Using strategy objects in the described way is a good start to simplify your PointBase class, I would not hesitate to introduce them even if they do not solve your problem with the BreakEven property.

For allowing custom properties, you could provide some kind "extension mechanism" in your PointBase class (which I would rename to Point after the redesign). In the most simple form, this could be just a list of custom properties for each Point object, together with a list of their values (and the list is empty by default). This might boil down to some kind of EAV model. EAV is sometimes seen as an anti-pattern, but for this specific case its usage is fine as long as you do not use it for the majority of properties, only for your "special custom properties".

See also this former question on "Programmers" about custom fields. In my answer there, I mentioned Martin Fowler's book "Analysis Patterns" - I am pretty sure it will help you for your problem, since it contains a very extensive discussion how to model measurements and observations, including (custom) properties and similar things.

  • Thank you for telling me about Analysis Patterns! I didn't realize Martin Fowler had written a book on object models. I just picked up a copy; it's awesome, and it has some examples that are germane to my domain. I'm looking through it now. – TheIntern Jul 28 '15 at 16:34
  • Eventually ended up doing this by creating a class based on a Dictionary<string, Tuple<object, Type>> which stored keys (string) against a tuple value with the object and type of the object. The class had some methods for retrieving the typed values, as well as adding typed values. I then added an instance of this class as a property to each PointBase class. It's worked wonderfully as a typed key-value store. Thanks for the advice and inspiration! – TheIntern Mar 10 '16 at 2:00
5

I posted a question here that was brought about by the same problem: trying to both take advantage of the convenience of referring to objects by their base class, while at the same time using additional properties that their subclasses may contain.

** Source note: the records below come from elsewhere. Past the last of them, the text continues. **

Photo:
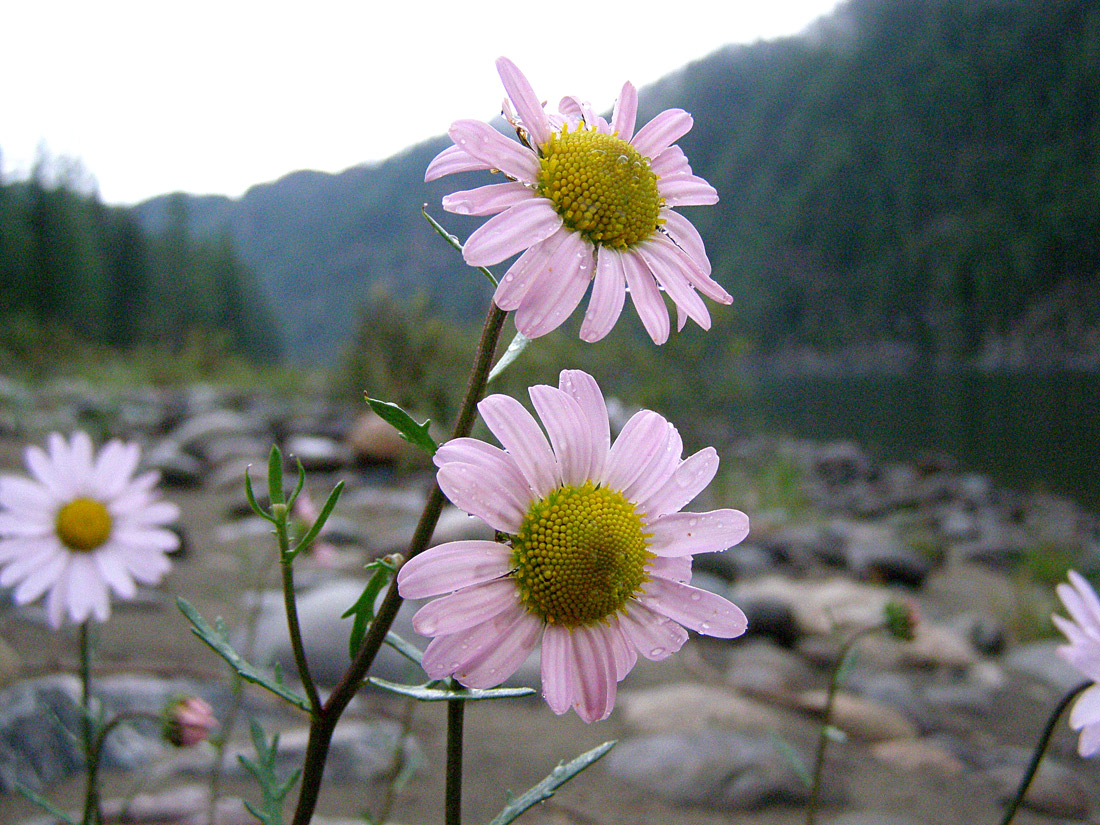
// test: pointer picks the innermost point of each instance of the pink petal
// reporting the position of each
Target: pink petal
(671, 163)
(686, 534)
(496, 663)
(688, 481)
(683, 233)
(661, 132)
(694, 608)
(673, 568)
(567, 426)
(502, 507)
(519, 433)
(526, 101)
(626, 112)
(644, 439)
(466, 607)
(593, 674)
(526, 271)
(557, 293)
(444, 655)
(488, 199)
(452, 161)
(647, 298)
(451, 567)
(512, 231)
(494, 462)
(655, 636)
(487, 145)
(558, 685)
(608, 294)
(686, 190)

The solution that was most useful to me was to use the visitor pattern. In your Point base class, you define an abstract method void Accept(Visitor). The Visitor class would define a method for each subclass (so you'd have to keep track of them all, any new subclass would require modifying the visitor class). For example, the visitor would look like this:

interface Visitor {

    void on1Point(1Point);

    void on2Point(2Point);

    ... etc
}

Then each BasePoint subclass would implement the accept method to delegate to the correct Visitor method. So in the 1Point class, accept would be defined as:

void accept(Visitor visitor) {
    visitor.on1Point(this);
}

Now whenever you have a BasePoint and want to do something with it depending on what extra properties it has, make a visitor, figure out what you want it to do in the case of being each possible subclass, and put the logic there. In the body of the Visitor method, the object you'll be handed will be "cast" to the correct type, so you can access any of its additional properties. It's similar to just doing a bunch of instanceof checks, but it's much cleaner, more reusable, and more elegant.

  • Thank you for your answer! I'd like to avoid the Visitor pattern though, because I'm still in the design phase, so I don't need to (yet) add additional functionality without compromising the OCP. In addition, I'm trying to get away from inheritance, and use composition instead here. Consequently, I think there may be a better way to model this. If there really isn't though, I may end up using the Visitor pattern. Thanks again :) – TheIntern Jul 27 '15 at 22:51
0

I don't fully understand your requirements, but to me it seems you hit a point where C#'s type system is more going to get in the way than actually help you.

I would simply drop the idea of using classes and inheritance and just create a generic key-value store where key it name or type of the propery and value is an object containing the value of the property. Then I would create a code that ensures the invariants about which type of point contains which properties are correct during run time. You might actually try using C# dynamic type, which is basically same thing, but with nicer syntax.